A year later, Catherine was banished from court, and her old rooms were given to Anne Boleyn. On 23 May 1533, Cranmer, sitting in judgement at a special court convened at Dunstable Priory to rule on the validity of Henry's marriage to Catherine, declared the marriage unlawful, even though Catherine had testified that she and Arthur had never had physical relations. Even after being separated from her daughter, the devout Catherine maintained that her marriage to Henry was valid and indissoluble.
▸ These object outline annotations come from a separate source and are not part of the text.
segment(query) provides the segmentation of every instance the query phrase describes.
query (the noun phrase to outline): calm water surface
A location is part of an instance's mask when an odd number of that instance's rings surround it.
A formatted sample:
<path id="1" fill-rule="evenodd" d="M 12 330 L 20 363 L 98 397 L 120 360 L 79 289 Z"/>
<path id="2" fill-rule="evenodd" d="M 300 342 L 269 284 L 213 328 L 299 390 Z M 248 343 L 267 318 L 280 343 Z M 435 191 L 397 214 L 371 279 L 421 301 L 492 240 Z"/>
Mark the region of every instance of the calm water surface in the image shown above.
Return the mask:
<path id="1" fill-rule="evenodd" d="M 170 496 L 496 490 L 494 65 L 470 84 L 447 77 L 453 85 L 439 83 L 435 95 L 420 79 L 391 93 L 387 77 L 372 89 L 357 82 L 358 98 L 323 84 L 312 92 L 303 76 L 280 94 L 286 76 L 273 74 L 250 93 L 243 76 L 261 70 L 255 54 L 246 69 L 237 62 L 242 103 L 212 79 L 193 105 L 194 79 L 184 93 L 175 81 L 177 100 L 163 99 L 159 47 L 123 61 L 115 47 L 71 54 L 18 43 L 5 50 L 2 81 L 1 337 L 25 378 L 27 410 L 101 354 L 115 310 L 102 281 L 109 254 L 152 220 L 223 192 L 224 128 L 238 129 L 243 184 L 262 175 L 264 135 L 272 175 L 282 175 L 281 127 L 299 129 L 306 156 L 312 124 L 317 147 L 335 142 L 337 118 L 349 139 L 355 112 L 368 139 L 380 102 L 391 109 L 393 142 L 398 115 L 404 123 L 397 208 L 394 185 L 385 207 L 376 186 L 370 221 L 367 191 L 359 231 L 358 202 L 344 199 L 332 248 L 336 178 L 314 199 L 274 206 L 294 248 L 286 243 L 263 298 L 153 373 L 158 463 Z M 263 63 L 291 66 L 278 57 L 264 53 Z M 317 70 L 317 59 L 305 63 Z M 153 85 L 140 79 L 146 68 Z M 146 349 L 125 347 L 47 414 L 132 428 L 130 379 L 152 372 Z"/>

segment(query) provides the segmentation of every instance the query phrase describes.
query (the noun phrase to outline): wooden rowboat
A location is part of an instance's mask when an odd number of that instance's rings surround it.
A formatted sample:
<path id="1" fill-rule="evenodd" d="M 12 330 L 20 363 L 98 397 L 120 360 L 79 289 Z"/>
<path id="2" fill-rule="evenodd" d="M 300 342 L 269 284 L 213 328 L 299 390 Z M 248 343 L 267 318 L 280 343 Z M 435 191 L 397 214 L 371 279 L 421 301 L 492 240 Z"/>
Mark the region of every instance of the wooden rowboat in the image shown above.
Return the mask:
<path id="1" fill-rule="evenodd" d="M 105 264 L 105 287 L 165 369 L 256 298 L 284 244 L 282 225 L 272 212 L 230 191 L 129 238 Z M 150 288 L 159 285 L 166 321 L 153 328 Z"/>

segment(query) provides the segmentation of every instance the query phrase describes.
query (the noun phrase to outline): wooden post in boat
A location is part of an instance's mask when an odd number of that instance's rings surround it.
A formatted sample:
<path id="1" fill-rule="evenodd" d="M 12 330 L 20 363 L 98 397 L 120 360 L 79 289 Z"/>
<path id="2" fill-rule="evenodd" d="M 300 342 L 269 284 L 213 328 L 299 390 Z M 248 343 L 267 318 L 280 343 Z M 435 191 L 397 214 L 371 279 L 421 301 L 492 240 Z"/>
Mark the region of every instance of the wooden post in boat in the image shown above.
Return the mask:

On 23 May 1533, Archbishop Thomas Cranmer finally annulled Katherine's marriage to Henry VIII. Parliament then declared that the king, not the pope, was head of the Church of England.

Until the end of her life, Catherine would refer to herself as Henry's only lawful wedded wife and England's only rightful queen, and her servants continued to address her as such. She refused to accept Henry's new church, new wife, or her new title of 'Princess Dowager'.
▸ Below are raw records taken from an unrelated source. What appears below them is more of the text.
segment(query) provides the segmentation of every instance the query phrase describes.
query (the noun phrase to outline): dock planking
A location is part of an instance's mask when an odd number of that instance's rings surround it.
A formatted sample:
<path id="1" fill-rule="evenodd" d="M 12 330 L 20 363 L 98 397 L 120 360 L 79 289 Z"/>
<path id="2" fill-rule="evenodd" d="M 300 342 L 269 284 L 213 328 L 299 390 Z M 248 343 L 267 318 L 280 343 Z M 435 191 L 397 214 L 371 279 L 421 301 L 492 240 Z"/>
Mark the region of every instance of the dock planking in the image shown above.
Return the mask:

Catherine went to live at The More Castle, Hertfordshire, late in 1531. After that, she was successively moved to the Royal Palace of Hatfield, Hertfordshire (May to September 1532), Elsyng Palace, Enfield (September 1532 to February 1533), Ampthill Castle, Bedfordshire (February to July 1533) and Buckden Towers, Cambridgeshire (July 1533 to May 1534). She was then finally transferred to Kimbolton Castle, Cambridgeshire where she confined herself to one room, which she left only to attend Mass, dressed only in the hair shirt of the Franciscans, and fasted continuously. While she was permitted to receive occasional visitors, she was forbidden to see her daughter Mary. They were also forbidden to communicate in writing, but sympathisers discreetly conveyed letters between them. In May 1534, Katherine moved to Kimbolton Castle, where she continued writing letters to her allies and expressing concern for Princess Mary. Her health was deteriorating, but Henry still forbade Mary from visiting her mother. Her Spanish allies begged the King to let them see her.
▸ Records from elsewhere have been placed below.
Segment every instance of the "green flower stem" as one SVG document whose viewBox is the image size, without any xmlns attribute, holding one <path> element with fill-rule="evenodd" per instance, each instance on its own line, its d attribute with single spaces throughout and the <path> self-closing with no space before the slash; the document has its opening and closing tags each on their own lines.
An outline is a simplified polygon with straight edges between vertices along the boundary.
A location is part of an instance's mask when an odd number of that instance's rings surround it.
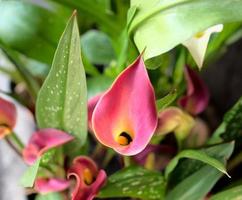
<svg viewBox="0 0 242 200">
<path fill-rule="evenodd" d="M 130 156 L 124 156 L 124 167 L 128 167 L 131 165 L 131 157 Z"/>
<path fill-rule="evenodd" d="M 5 137 L 6 142 L 8 143 L 8 145 L 15 151 L 15 153 L 17 155 L 19 155 L 20 157 L 22 157 L 22 151 L 20 151 L 14 144 L 13 141 L 10 139 L 9 136 Z"/>
<path fill-rule="evenodd" d="M 18 148 L 22 151 L 24 149 L 24 144 L 20 140 L 20 138 L 16 135 L 16 133 L 12 133 L 10 136 L 11 140 L 18 146 Z"/>
<path fill-rule="evenodd" d="M 242 163 L 242 152 L 236 155 L 228 164 L 228 171 L 231 171 L 235 167 L 239 166 Z"/>
</svg>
Increasing ill health led to Catherine’s death on January 7, 1536, aged just 50 years old. Henry celebrated with a ball at Greenwich. Reports suggest Henry and Anne were relieved, and rumours flew around Europe that the former Queen had been poisoned. Although rumors circulated of Catherine’s having been poisoned, she probably died from either cancer or a coronary thrombosis. Some historians have cast Katherine of Aragon as a tragic figure. She is remembered as the wronged wife who was set aside for another woman. In violation of Catherine’s instructions, she was buried at Peterborough Cathedral with the honors of princess dowager.